Will Heath wrote:
Back to the topic at hand, it seems the debate on if European bonsai is actually better than American rages on without a conclusion. I personally believe that it is indeed.
Rob gave some examples of American masters, but I disagree with his standards for judging them as such. In my mind it is not if you entered a tree in a world class show, it is if you placed, it is not if you gave a demo somewhere, it is not if you wrote a book (I've seen some of the bonsai in some of our books), it is what you produce. If you are producing world class bonsai, then you are a world class artist. I would even go as far to say that one must produce world class bonsai consistently in order to be so named.
the list that Rob presented and that Al has extended is quite comprehensive as far as I can judge. There may be missing a dozen or so names, and one might drop a couple, but then we come up with around 70 names of the 'who is who in American bonsai'. I happen to know the majority of these people personally and I happen to have a vague overview of their work. It is a farir list so far, no doubt to me.

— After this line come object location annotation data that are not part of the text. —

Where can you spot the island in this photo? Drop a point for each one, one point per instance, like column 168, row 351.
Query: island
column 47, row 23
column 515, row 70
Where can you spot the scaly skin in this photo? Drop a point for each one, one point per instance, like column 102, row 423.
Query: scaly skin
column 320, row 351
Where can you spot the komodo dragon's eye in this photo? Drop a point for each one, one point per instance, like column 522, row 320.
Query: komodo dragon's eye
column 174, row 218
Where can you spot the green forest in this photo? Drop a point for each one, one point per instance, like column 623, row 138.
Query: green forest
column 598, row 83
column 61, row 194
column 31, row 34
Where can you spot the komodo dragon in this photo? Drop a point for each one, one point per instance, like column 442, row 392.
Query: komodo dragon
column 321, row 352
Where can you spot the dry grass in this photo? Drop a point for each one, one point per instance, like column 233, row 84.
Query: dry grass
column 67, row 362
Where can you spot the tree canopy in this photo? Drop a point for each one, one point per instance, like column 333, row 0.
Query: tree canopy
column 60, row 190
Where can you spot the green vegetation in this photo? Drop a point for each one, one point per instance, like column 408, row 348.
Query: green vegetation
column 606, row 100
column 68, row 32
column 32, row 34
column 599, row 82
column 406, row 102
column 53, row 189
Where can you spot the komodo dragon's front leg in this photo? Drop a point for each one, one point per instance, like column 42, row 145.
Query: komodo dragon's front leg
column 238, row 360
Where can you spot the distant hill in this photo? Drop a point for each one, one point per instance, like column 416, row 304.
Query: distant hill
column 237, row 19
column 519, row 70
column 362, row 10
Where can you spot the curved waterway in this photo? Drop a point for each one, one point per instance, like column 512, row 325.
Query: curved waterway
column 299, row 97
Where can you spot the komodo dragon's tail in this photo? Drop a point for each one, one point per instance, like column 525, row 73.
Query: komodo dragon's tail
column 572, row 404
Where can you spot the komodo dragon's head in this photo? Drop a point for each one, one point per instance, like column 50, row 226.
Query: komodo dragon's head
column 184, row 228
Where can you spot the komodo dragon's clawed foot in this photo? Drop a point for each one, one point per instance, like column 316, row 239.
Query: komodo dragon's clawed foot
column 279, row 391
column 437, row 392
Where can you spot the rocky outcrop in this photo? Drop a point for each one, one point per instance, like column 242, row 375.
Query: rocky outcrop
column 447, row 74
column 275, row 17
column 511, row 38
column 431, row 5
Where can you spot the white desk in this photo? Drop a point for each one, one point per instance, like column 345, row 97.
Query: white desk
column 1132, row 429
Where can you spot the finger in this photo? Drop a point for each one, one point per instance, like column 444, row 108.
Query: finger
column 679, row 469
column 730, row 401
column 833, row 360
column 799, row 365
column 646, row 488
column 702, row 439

Now one could do what you are trying and make a short list of this. Ask 10 insiders and they will come up with 15 lists.
How do I know? I am playing this game since fifteen years. I often ask people who they think are the 'big' names in America and who they think are the 'good' names. I also ask them who they think are the 'gardneres' and who are the 'artists'. Then they ask me the same about the European scene. This is a fun game. But only in a small circle and onyl if you don't take it all to serious and if noone is taking notes. Here on the forum this will bring 100,000 hits in the end and total chaos. So this is not a good question here, I think. Don't ask me or Bill Valavanis or somone else to come up with their pesonal SHORT list. You question our common sense if you did. It came to my mind that Colin might be the one who presented HISshort list. :-))OK, Colin I was only testing you.
But one could say that this list has a certain minumum standard underlaying otherwise it would be much longer. A good question in my opinion now would be 'How many of that minumum standard and above can one come up with in a European list?'
One could ask about the percentage of 'new' pople who come up the ladder and who will probably progress vs. the oldtimers who are settled.
And then one could ask how all that compares to the Japanese scene. There must be someone who is in a position to do that.
The problem here is that whoever makes a genuine effort to come up with an answer is going to be questioned as to whether he is an authority and whether he does have an agenda. It seems that whatever a European says is considerd one-sided. But, of course, whatever an American says is not one-sided. I find this amusing if not ridiculous.